[Date Prev][Date Next][Thread Prev][Thread Next][Date Index][Thread Index]

Re: [HTCondor-users] Submit requirements & ignoring significant attributes



Ah yes, good point.  Because the jobs Requirements refers directly to QDate that becomes one of the AutoClusterAttributes for the job because AutoClusterAttributes is set to the projection of significant attributes (that is: significant attributes + any job attributes referenced by a significant attribute).

If we removed QDate from the projection then the job requirements would ALWAYS resolve to undefined in the negotiator.  It needs to be remove from the Requirements expression itself.

If your job route removes the sub-clause that refers to QDate from the Requirements expression,  then QDate should also be stripped form the AutoClusterAttributes the next time the projection is calculated.

So you could do something like this.

JobUnroutedForTooLong = ((time() - QDate) > $(JOB_ROUTER_POLLING_PERIOD)*2
Requirements = something || JobUnroutedForTooLong

Then have the job router set JobUnroutedForTooLong to false.

QDate then becomes significant only for jobs that have not yet been routed.

-tj

-----Original Message-----
From: HTCondor-users [mailto:htcondor-users-bounces@xxxxxxxxxxx] On Behalf Of Todd Tannenbaum
Sent: Thursday, October 27, 2016 10:18 AM
To: HTCondor-Users Mail List <htcondor-users@xxxxxxxxxxx>
Subject: Re: [HTCondor-users] Submit requirements & ignoring significant attributes

My guess is REMOVE_SIGNIFICANT_ATTRIBUTES in the schedd only filters out significant attributes coming from the central manager (because they were referenced in startd policy expressions like START or RANK), but perhaps does not filter out attributes referenced by significant attributes in the job itself.
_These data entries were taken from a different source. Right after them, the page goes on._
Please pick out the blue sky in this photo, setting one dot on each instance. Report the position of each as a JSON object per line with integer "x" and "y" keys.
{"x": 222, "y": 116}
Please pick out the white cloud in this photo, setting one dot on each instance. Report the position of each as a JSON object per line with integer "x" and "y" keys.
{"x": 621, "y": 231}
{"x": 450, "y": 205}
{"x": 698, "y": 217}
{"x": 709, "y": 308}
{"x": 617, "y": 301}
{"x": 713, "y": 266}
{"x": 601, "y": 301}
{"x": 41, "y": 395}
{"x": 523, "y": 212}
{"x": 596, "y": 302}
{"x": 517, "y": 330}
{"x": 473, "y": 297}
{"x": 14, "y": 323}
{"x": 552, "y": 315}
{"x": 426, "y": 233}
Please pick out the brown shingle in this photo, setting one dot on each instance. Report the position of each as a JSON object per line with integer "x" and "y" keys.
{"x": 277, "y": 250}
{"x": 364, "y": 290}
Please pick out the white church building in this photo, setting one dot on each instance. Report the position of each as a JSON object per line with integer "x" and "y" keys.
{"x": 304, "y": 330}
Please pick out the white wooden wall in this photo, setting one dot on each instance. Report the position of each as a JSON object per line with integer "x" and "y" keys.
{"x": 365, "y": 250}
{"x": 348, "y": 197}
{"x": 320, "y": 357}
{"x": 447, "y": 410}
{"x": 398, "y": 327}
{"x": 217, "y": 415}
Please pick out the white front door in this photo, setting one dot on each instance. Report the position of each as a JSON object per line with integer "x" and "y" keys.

Realize that by marking Requirements as significant, and yet attempting to filter out QDate which is referenced by Requirements, the likely result is the job requirements expression will end up evaluating to undefined in the matchmaker, and your jobs would never match. 
Significant attributes are not just used for autoclustering - they are also used as projection when the schedd sends resource requests to the negotiator.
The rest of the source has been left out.